For a researcher who studies wildfire, University of Montana graduate student Kyra Clark-Wolf couldn’t have had better timing.
Clark-Wolf arrived in Missoula to start her graduate studies on the impacts of wildfires on forests at the W.A. Franke College of Forestry & Conservation on July 4, 2017. Eleven days later, a lightning strike sparked the Lolo Peak Fire just south of the city, burning nearly 54,000 acres and leaving lasting and indelible images among Missoulians of dense smoke and flames visible from town.
The impacts of that fire on the forest, as well as the Sunrise Fire burning at the same time west of Missoula, would go on to be central to Clark-Wolf’s doctoral work. Her findings are shared in two papers, the second recently published in Forest Ecology and Management, a leading journal in her field.
“I was curious once the smoke cleared up what was going on in the forest and what the fires left behind,” she said, “and how the effects of ongoing climate change could change forest recovery.”
With support from her adviser, Philip Higuera, professor and director of UM’s PaleoEcology and Fire Ecology Lab, and Kim Davis, a UM research scientist, Clark-Wolf applied for $25,000 in research funding from the federal Joint Fire Science Program and proposed to study how burned landscapes find life again.
She chose the Lolo Peak and Sunrise fires for the very practical reason that both were close by, and for the next three years her research would require endless road trips, arduous hikes and hours spent counting tiny tree seedlings and measuring their growth.
Her laboratories were 69 field plots staked out at mountain locations far from roads and recreational sites. Her subjects were the thousands of tiny tree seedlings she marked and followed over the years. She also tracked the “micro-site” conditions where those seedlings grew.
“We wanted to see how warm and dry it gets right at the ground surface, and what was happening with the soils,” she said of her research, which included help from a number of undergraduate students. “Soil conditions are important because that’s where plants get moisture and nutrients like nitrogen.”

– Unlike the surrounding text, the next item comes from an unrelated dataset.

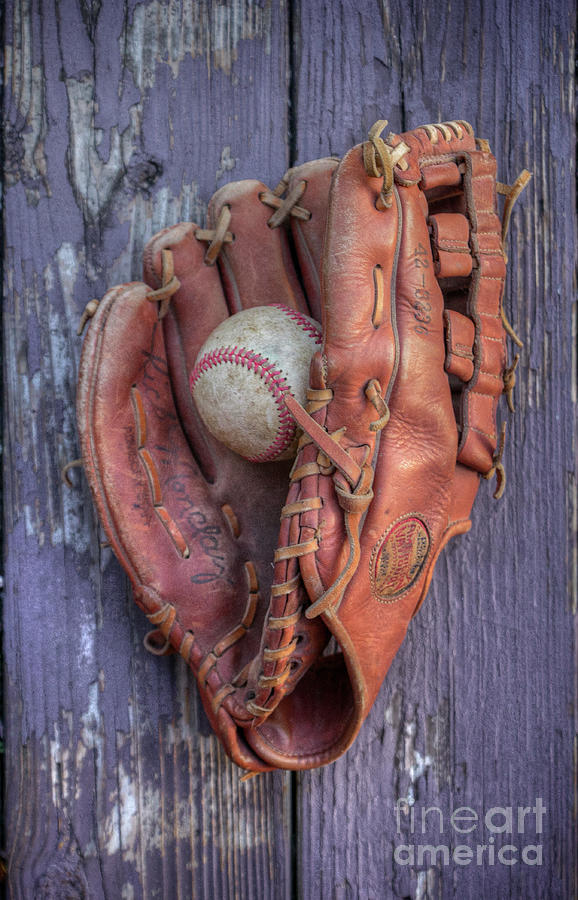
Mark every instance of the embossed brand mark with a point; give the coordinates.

Her studies found thousands of seedlings growing after the fires, especially at sites with cooler, damper conditions — often found in the shade of the dead trees and upper canopy, as well as on the north side of mountains with higher elevations and more undergrowth. She found fewer seedlings at sites with less shade and drier, hotter conditions.
In the case of the Lolo Peak and Sunrise fires, moderate temperatures and ample rain in the years since the fires helped seedlings get started and survive in the burned areas, but as climate change continues, Clark-Wolf said, weather conditions might not be so favorable for young seedlings in the future.
“This study offers a bit of good news,” said Higuera. “It wasn’t a given to find so many seedlings after these wildfires. Across the West, there is a trend toward fewer seedlings growing after wildfires, in part because of warmer and drier summers. Fortunately, these forests seem to be regenerating much like they have in the past, at least for now.”
The results from Clark-Wolf’s study suggest steps forest managers might take to promote regrowth, such as leaving burned trees standing. Her findings can also help replanting efforts to focus on areas where its most needed, including those locations far from potential seed sources.
“Burnt trees all over the place look ugly to many people,” she said, “but they serve important functions. One is providing shading; another is attracting wood boring beetles, which bring in birds like woodpeckers.”
Burnt trees can also be a source for seeds.
“Lodgepole pine cones stay up in the canopy, sealed up with resin, and when fire comes through it melts that resin and releases seeds. So even if the tree dies, its seeds are released for the next generation,” she said. “It’s just a sea of seedlings up there now.”
“It’s a nice reminder that while severe fires are impactful for people,” Clark-Wolf said, “these forests have been experiencing fires for thousands of years and at least for now they are pretty good at coming back.”